2. Request the IRS to reconsider the disallowance in light of the Quality Stores ruling.

3. Bring a lawsuit immediately against the IRS.

4. Reserve the right to file suit in federal court (i.e., wait and see).

The first and second options appear unlikely to succeed. Taxpayers with a significant refund at stake who believe they could receive a favorable decision in their district court or their circuit can consider bringing suit themselves. But most taxpayers should wait and preserve their protective claim while the cases develop. Even if the Supreme Court does not take up Quality Stores, the IRS position is likely to be challenged in other circuits. Taxpayers have only two years from the date of receipt of an IRS notice of disallowance to file suit in federal court to seek an order overturning the IRS's decision, but can file Form 907 when this deadline approaches. The IRS must accept and sign Form 907 for the form to be effective and has generally been accepting two-year extensions.

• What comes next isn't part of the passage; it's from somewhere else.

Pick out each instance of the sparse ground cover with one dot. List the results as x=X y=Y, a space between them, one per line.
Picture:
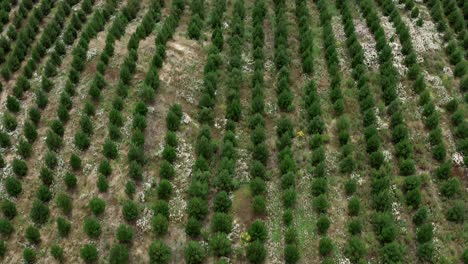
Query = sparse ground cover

Filing a FICA refund claim

FICA protective refund claims may be filed without notifying the affected employees. To file an actual refund claim (rather than a protective claim) for the employer's share of FICA tax, however, the employer must first make a reasonable attempt to notify the affected employees of the availability of the refund and offer to file a refund claim on behalf of the employees for the employees' share of FICA tax. To file a refund claim on the employee's behalf, the employee must provide the employer with a written statement certifying that the employee will not file a refund claim directly with the IRS and also provide written consent for the employer to file the refund claim on the employee's behalf. If employees cannot be located and/or do not provide their written consent, the employer may file a refund claim for just the employer's share of FICA tax.

To ultimately file an actual refund claim, employee wage information must be preserved. Because it may take several years for the appeals process to conclude, employers should act now to maintain and preserve the wage information necessary to file actual refund claims.

The content of this article is intended to provide a general guide to the subject matter. Specialist advice should be sought about your specific circumstances.